Trigonometric identities are equations involving trigonometric functions that are true for every angle. Understanding these identities is crucial because they assist in simplifying complex trigonometric problems. In the context of inverse trigonometric functions, one of the key identities is the relationship between inverse tangent and inverse cotangent functions:

• \( \cot^{-1}(x) = \frac{\pi}{2} - \tan^{-1}(x) \)

This identity becomes particularly useful when you need to simplify or transform expressions involving these inverses, as seen in the original problem. It essentially converts cotangent expressions into tangent expressions, thereby reducing the complexity when calculations are done.
With practice, you can quickly recognize and apply these identities to find quicker solutions to trigonometric problems.

Angle transformation refers to the process of altering the angle expression to simplify trigonometric equations or expressions. When dealing with inverse trigonometric functions, often, transformations help align different functions into a familiar form.
In the problem at hand, simplifying the expression \( \tan \left( \frac{\pi}{4} - \frac{A}{2} \right) \) required angle transformation techniques. This was done by substituting a simplified expression into the angle of the tangent:

• The expression \( \frac{A}{2} = \frac{\pi}{4} - \tan^{-1} \sqrt{\tan \theta} \) transformed the original problem into a clearer structure for further simplification.

This change allows for a more straightforward calculation, as manipulating angle properties often leads to discovering more direct answers. Effectively using transformations can significantly reduce the complexity of dealing with more intricate expressions.
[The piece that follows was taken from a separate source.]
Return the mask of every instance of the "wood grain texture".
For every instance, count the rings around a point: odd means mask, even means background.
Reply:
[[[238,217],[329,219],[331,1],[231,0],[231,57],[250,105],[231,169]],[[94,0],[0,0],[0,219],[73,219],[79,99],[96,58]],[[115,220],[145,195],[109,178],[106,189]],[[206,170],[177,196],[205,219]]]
The tangent function, expressed as \( \tan \), is one of the core trigonometric functions. It is a periodic function that repeats every \( \pi \, \text{radians} \), and this property makes it very useful in various areas of mathematics. The inverse tangent function, or \( \tan^{-1} \), essentially allows for computation of an angle when the tangent value is known.
In the exercise, the expression \( \tan \left( \tan^{-1} \sqrt{\tan \theta} \right) \) simplifies the whole problem considerably. Due to the property:

• \( \tan(\tan^{-1}(x)) = x \)

Thus, the sequence of function and its inverse leaves us with the original input, which is \( \sqrt{\tan \theta} \).
This property is fundamental when solving many trigonometric problems as it simplifies complex compositions into straightforward terms. Understanding and recognizing how tangent and its inverse function interact can make solving inverse trigonometric problems a seamless process.